Opinion
Argued November 11, 1980.
Filed March 5, 1982.
Appeal from the Court of Common Pleas, Criminal Division, Greene County, at No. 312 of 1978, Toothman, J.
Anthony J. Seneca, Washington, for appellant.
Stephen L. White, Assistant District Attorney, Waynesburg, for Commonwealth, appellee.
Before SPAETH, WICKERSHAM and LIPEZ, JJ.
Leonard Sims, Jr., appellant herein, was charged with a violation of the Pennsylvania Vehicle Code relating to maximum gross weight of vehicles, 75 Pa.C.S.A. § 4941(a).
The case originally was heard October 13, 1978 before District Justice Ruth Hughes in Waynesburg, Greene County and, following the taking of an appeal, was heard de novo before the Honorable Glenn Toothman, President Judge of Greene County March 23, 1979. On January 17, 1980, President Judge Toothman filed a two page opinion and an order in which he found appellant guilty and imposed a sentence of a fine and costs.
On February 12, 1980, Leonard Sims, Jr. filed a notice of appeal to the Superior Court of Pennsylvania "from an Opinion and Order of the Court of Common Pleas of Greene County, dated January 16, 1980, finding the Defendant guilty of the Summary Offense of violating Section 4941(a) of the Vehicle Code."
The issues raised in appellant's brief are as follows:
STATEMENT OF QUESTIONS INVOLVED
I. Whether the lower court erred in failing to dismiss the charges; in that the citation was defective.
a) Whether the citation containing a substantive defect as to the date of the incident, should have been dismissed.
b) Whether the citation, as allegedly amended, should have been dismissed for failure to comply with the Pennsylvania Rules of Criminal Procedure for summary offenses.
II. Whether the lower court erred in admitting evidence of the weight of the vehicle against the defendant.
a) Whether probable cause existed to stop the defendant and order his truck to be weighed?
b) Whether the procedure followed by the Pennsylvania State Police in re-loading the vehicle was proper?
Brief for Appellant at 3.
Although appellant's notice of appeal indicates that this is an appeal from the lower court's order, we will consider it to be an appeal from judgment of sentence.

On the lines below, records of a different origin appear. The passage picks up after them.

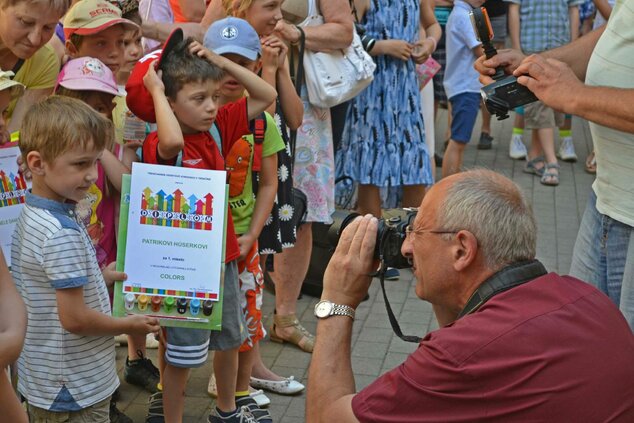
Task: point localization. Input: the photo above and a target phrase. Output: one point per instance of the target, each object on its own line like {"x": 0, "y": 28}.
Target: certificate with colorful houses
{"x": 174, "y": 220}
{"x": 13, "y": 189}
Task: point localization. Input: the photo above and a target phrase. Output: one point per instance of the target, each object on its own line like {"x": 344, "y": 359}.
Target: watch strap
{"x": 342, "y": 310}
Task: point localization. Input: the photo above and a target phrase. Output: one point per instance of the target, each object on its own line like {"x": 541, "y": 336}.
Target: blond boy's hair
{"x": 59, "y": 6}
{"x": 236, "y": 8}
{"x": 59, "y": 124}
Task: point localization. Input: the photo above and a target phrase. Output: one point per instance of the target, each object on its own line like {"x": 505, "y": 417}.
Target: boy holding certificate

The state of this record is reflective of the confusion which existed in the legal community before our en banc decision in Commonwealth v. Koch, 288 Pa. Super. 290, 431 A.2d 1052 (1981). That decision made it clear that post-verdict motions are required to be filed in order to preserve issues for appeal after the pronouncement of guilt in de novo trials held upon an appeal from the decision of a district justice. Id. See also Pa.R.Crim.P. 1123 and recent comment thereto. In the present case, we note that there were no post-verdict motions filed. We cannot, however, find a waiver on this basis because the lower court never apprised appellant Picker on the record of his right to file post-verdict motions as is mandated that the court do under Pa.R.Crim.P. 1123(c). Commonwealth v. Koch, supra. See also Commonwealth v. Johnston, 292 Pa. Super. 224, 437 A.2d 16; Commonwealth v. Williams, 290 Pa. Super. 158, 434 A.2d 179 (1981). Cf. cases with respect to motions to modify sentence under Pa.R.Crim.P. 1405(c), Commonwealth v. Walton, 289 Pa. Super. 411, 433 A.2d 517 (1981); Commonwealth v. Koziel, 289 Pa. Super. 22, 432 A.2d 1031 (1981); Commonwealth v. Rush, 281 Pa. Super. 92, 421 A.2d 1163 (1980). In fact, the lower court, just as the lower courts in Koch, Williams and Johnston improperly pronounced verdict and sentence simultaneously through a written order made subsequent to the conclusion of the de novo trial. This effectively precluded the appellant from having the opportunity to file post-verdict motions which should properly be filed after the verdict is rendered, but before sentence, in this case a fine, is imposed. See Comment to Pa.R.Crim.P. 1123. The proper procedure for litigants to follow in this situation would be to file a motion to vacate the improperly imposed judgment of sentence in order to allow for the filing of post-verdict motions. Appellant Picker, however, should not be faulted for his failure to do so because of the confusion which existed before Koch and the recent amendments to the Comments to Rules 67 and 1123 of the Rules of Criminal Procedure. See Commonwealth v. Johnston, supra, 292 Pa. Super. at 227 n. 3, 437 A.2d 16 n. 3.
For all of the foregoing reasons, the judgment of sentence is vacated and the case is remanded for the filing of post-verdict motions nunc pro tunc within 10 days of the filing of this order. Jurisdiction is relinquished.
Commonwealth v. Picker, 293 Pa. Super. 381, 439 A.2d 162 (1981).
For all of the foregoing reasons, the judgment of sentence is vacated and the case is remanded for the filing of post-verdict motions nunc pro tunc within 10 days of the filing of this order. Jurisdiction is relinquished.